Media Briefings

WHEN HIGH INEQUALITY ATTRACTS HIGH-SKILLED IMMIGRANTS: New study of the drivers of brain drain and brain gain

  • Published Date: June 2016

A high level of income inequality potentially makes a country a more attractive destination for high-skilled workers migrating from other countries, while increasing the chances that high-skilled natives will decide not to migrate abroad. But the income inequality needs to arise from high returns to general skills that are not lost when moving to another country, rather than factors that cannot be transported easily, such as family background, local knowledge, personal connections or union membership.

These are the central conclusions of a study by Eric Gould and Omer Moav, which is forthcoming in the Economic Journal. Testing their analysis on data from Israel, the researchers find that higher levels of education make Israelis more likely to emigrate to the United States to enjoy the higher returns to education there. They conclude:

‘Our empirical findings support our prediction that the level of income inequality in a country – and its sources – determine how it competes for high-skilled immigrants from abroad. They also determine how well it prevents its own high-skilled natives from leaving for greener pastures elsewhere.’

The study notes that there is a heated public debate about the causes and consequences of the growing gaps between the rich and poor in many developed countries. Income inequality has increased the most in the United States and the UK, and while this is justifiably a cause of concern for many, there is potentially one positive aspect to this phenomenon: high inequality could prevent a brain drain, and may even produce a brain gain.

The reason for this is simple: high-skilled individuals are attracted to countries with higher levels of inequality, since they are typically earning in the upper range of the income distribution. So a more widely spread wage distribution tends to make high-skilled workers better off relative to workers at the lower end of the distribution.

As a result, high levels of inequality attract high-skilled immigrants from countries with lower inequality while, at the same time, deterring high-skilled natives from leaving since they cannot find another country that will make them better off.

But the researchers’ analysis shows that not all inequality is created equally. There are many factors that generate income inequality. Some of them are related to the returns to skills, whereby skilled workers enjoy higher wages as a return to their high levels of productivity.

For example, individuals with college and advanced degrees are rewarded with higher salaries. Having a college degree is also an example of a ‘general skill’ that can be easily transported and rewarded accordingly in many countries. The researchers’ model shows that a high level of inequality will only attract highly productive workers if a country’s income distribution stems from high returns to general skills, such as IQ, aptitude, motivation, creativity and education.

In contrast, a country with high levels of inequality due to factors that are not easily transported to other countries will not attract immigrants with high levels of general skills and education. In a country where ‘country-specific’ skills are the major determinant of income, the study shows that workers with relatively high general skills will want to leave that country.

Examples of country-specific skills include personal connections, local knowledge of market conditions and regulations, language-specific skills, licences that are country-specific, rents from political ties or labour market rigidities, firm-specific skills and certain instances of luck (being at the right place at the right time). Individuals who find themselves at the high end of the wage distribution due to factors that cannot be transported to other countries will not leave their home country.

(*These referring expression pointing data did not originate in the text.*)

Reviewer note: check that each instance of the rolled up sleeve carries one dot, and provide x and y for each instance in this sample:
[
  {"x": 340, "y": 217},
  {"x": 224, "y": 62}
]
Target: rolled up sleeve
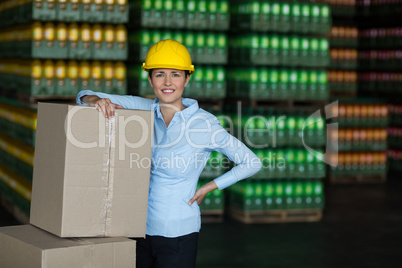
[{"x": 126, "y": 101}]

But there are workers who have high enough general skills, such as education or intelligence, relative to their small country-specific skills that it is worthwhile for them to leave and enjoy a higher return on their general skills abroad. Interestingly, these workers, the analysis predicts, are at the middle of the wage distribution, as they have high general skills but low country-specific skills.

Thus, the model predicts an inverse U-shape relationship between wages and the propensity to emigrate. The reason for this pattern is based on the idea that overall wages are a mixture of general and country-specific skills.

The researchers test their model using a rare data set from Israel, which contains information on the wages and education levels of individuals before they decide whether to emigrate from Israel. Consistent with the model, the study finds that higher levels of education make Israelis more likely to emigrate to the United States to enjoy the higher returns to education in the United States.

The study also finds that the relationship between emigration and wage levels is an inverse U-shaped pattern. Consistent with the model, Israelis in the middle of the wage distribution are the ones most likely to leave for higher returns to general skills in the United States, since workers with high general versus country-specific skills are more likely to be found in the middle of the overall wage distribution.

The researchers provide further evidence in support of their model by exploiting the differences in the returns to skills across different sectors in Israel versus the United States. Overall, the study finds that the entire positive relationship between education and the likelihood of leaving Israel would be eliminated if the United States and Israel had the same returns to education.


Notes for editors: ‘Does High Inequality Attract High Skilled Immigrants?’ by Eric D Gould and Omer Moav is forthcoming in the Economic Journal.

Eric Gould is at the Hebrew University of Jerusalem. Omer Moav is at the University of Warwick and the Interdisciplinary Center, Herzliya.